According to the survey, almost three-quarters of high-income individuals invest in digital assets.
Technology consulting firm Capgemini released its 2022 World Wealth Report on June 14. published. It was emphasized that 2 thousand 973 high-income individuals participated in the research, 54 percent of the participants had a wealth of between 1 million and 30 million dollars, and the remaining 46 percent had a wealth of 30 million dollars or more.
In the survey; Among emerging asset classes such as digital assets, investment preferences were made in cryptocurrencies, exchange-traded funds (ETF), unique tokens (NFT), and metaverse products.
Nearly one in seven rich people investing in digital assets was under the age of 40, with a high percentage. More than nine out of ten people in this age group have invested in digital assets. The young group said that cryptocurrencies are their favorite investment, and crypto ETFs and metaverse products are also highly desirable.

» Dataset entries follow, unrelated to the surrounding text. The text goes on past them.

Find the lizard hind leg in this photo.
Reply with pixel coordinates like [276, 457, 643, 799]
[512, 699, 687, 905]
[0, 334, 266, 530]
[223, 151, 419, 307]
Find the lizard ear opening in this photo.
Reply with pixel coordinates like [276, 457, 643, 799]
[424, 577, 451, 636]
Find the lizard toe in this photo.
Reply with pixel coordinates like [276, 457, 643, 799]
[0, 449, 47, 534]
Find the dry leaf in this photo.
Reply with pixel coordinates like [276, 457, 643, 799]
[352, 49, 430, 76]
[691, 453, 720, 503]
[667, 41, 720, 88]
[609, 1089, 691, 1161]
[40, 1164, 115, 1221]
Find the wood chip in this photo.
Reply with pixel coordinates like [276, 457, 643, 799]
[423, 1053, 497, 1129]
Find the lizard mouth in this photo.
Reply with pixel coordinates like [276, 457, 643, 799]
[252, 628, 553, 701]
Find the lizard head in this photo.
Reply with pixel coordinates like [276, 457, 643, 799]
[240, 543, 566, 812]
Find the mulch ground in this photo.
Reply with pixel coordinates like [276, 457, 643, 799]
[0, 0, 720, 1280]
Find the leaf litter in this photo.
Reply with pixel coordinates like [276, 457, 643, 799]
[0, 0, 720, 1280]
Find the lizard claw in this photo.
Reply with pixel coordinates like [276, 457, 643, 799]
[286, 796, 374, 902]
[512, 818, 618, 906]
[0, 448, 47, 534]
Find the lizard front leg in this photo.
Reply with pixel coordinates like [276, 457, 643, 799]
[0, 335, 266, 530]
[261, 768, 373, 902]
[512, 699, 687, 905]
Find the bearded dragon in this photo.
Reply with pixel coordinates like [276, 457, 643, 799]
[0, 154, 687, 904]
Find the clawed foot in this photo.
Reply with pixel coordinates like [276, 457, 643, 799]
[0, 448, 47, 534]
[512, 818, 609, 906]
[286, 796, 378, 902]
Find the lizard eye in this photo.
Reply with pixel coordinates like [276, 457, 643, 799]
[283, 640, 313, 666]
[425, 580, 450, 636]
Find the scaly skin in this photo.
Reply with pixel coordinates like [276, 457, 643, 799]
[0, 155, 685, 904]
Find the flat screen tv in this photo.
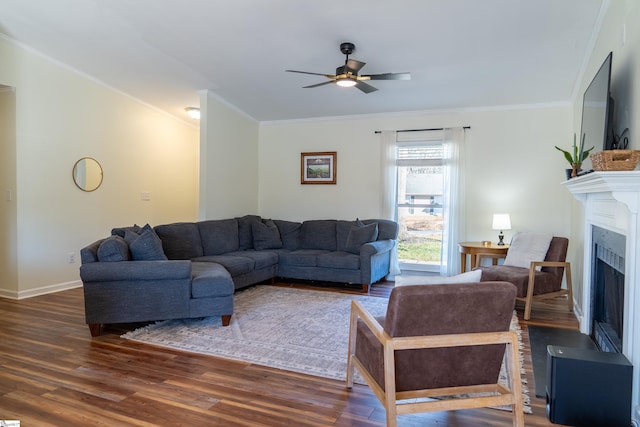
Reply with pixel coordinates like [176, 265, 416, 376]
[577, 52, 614, 170]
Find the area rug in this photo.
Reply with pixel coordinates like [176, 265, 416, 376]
[122, 285, 531, 412]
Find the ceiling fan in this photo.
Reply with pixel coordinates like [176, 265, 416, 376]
[286, 42, 411, 93]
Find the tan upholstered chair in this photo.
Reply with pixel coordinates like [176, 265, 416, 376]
[476, 237, 573, 320]
[347, 282, 524, 426]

However, wealthy investors are not investing heavily in digital assets. Only an average of 14 percent is allocated to “alternative investments,” which include cryptocurrencies, private equity and hedge funds, as well as commodities.
Despite this, Capgemini observed that the asset management industry was in a flow of investments towards digital assets, which “increased demand”.
Nilesh Vaidya, the firm’s head of individual wealth management, said:
The influx into new investment classes such as sustainable investment and digital assets has a significant impact on the asset management industry. Asset management firms should prioritize this trend to retain their customers.
Some companies are already leaning towards this area. They want to take advantage of the first mover in this niche sector by launching investment products for demographics.
Investment bank Morgan Stanley launched Bitcoin (BTC) options for its millionaire clients in March 2021. Those with assets of $2 million or more can invest in Bitcoin.
Similarly, Accenture said wealth management firms’ investment products containing cryptocurrencies or digital assets have been slow to roll out, with the majority having no plans to turn to related services.